12.  Stock-Based Compensation

In June 2018, Legacy Playboy adopted its 2018 Equity Incentive Plan (“2018 Plan”), under which 6,287,687 of Legacy Playboy’s common shares were originally reserved for issuance. Our employees, directors, officers, and consultants are eligible to receive nonqualified and incentive stock options, stock appreciation rights, restricted stock awards, restricted stock unit awards, and other share awards under the 2018 Plan. All stock options and restricted stock unit awards granted under the 2018 Plan in 2019 and 2020 that were outstanding immediately prior to the consummation of the Business Combination were accelerated and fully vested (other than the Pre-Closing Option), and subsequently converted into options to purchase or the right to receive shares of our common stock as described in Note 1, Basis of Presentation and Summary of Significant Accounting Policies. The impact of the acceleration of the vesting of 829,547 stock options and 288,494 restricted stock unit awards was an expense of $0 and $3.1 million for the three and six months ended June 30, 2021, respectively.

On February 9, 2021, our stockholders approved the 2021 Equity and Incentive Compensation Plan (“2021 Plan”), which became effective following consummation of the Business Combination. As of June 30, 2021, 4,262,364 shares were authorized for issuance under the 2021 Plan.

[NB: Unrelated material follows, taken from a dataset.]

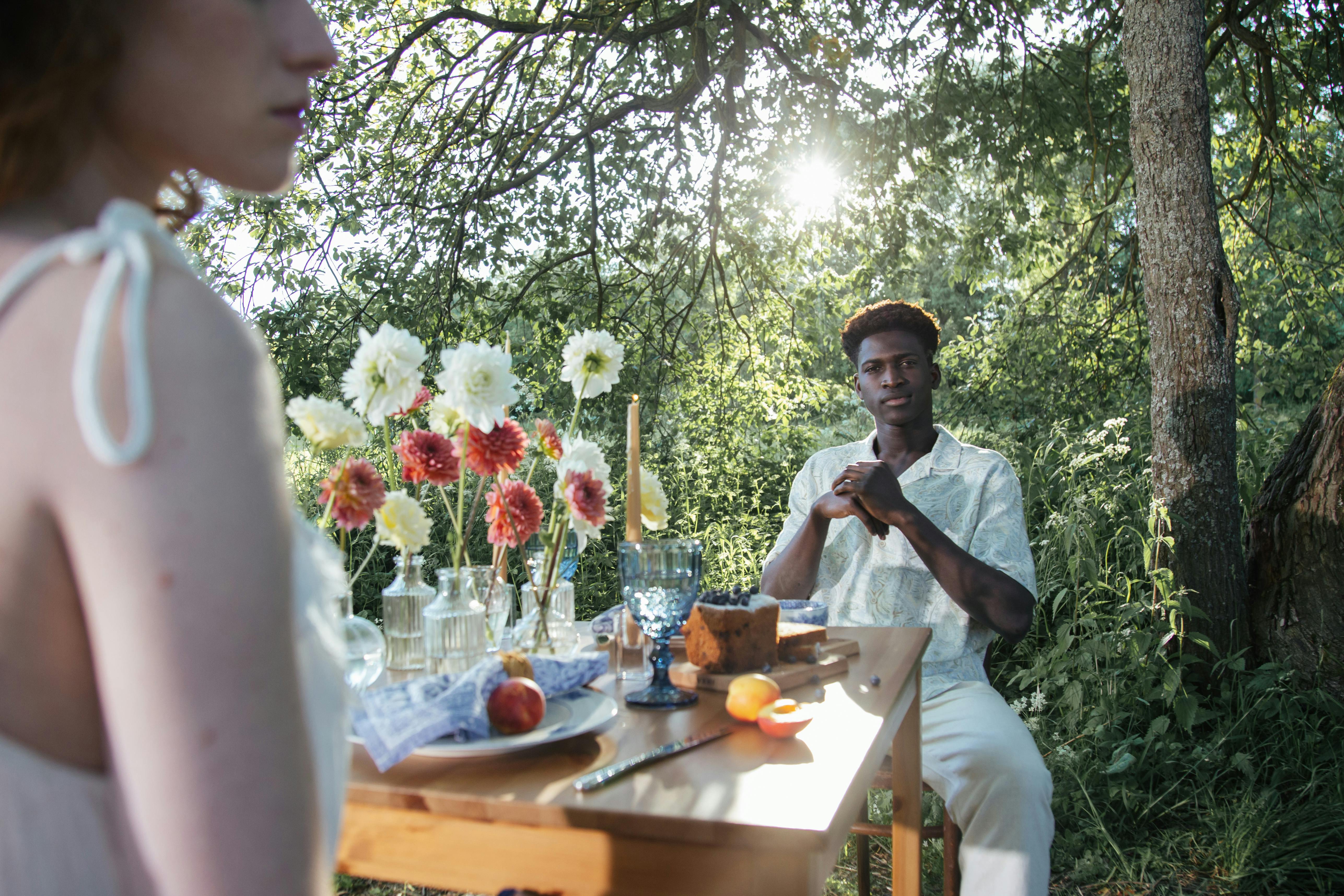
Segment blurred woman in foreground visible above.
[0,0,344,896]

In addition, the shares authorized for the 2021 Plan may be increased on an annual basis via an evergreen refresh mechanism for a period of up to 10 years, beginning with the fiscal year that begins January 1, 2022, in an amount equal up to 4% of the outstanding shares of common stock on the last day of the immediately preceding fiscal year. Following the effectiveness of the 2021 Plan, no further awards will be granted under the 2018 Plan, but the 2018 Plan will remain outstanding and continue to govern outstanding awards granted thereunder. No awards were granted under the 2021 Plan during the six months ended June 30, 2021.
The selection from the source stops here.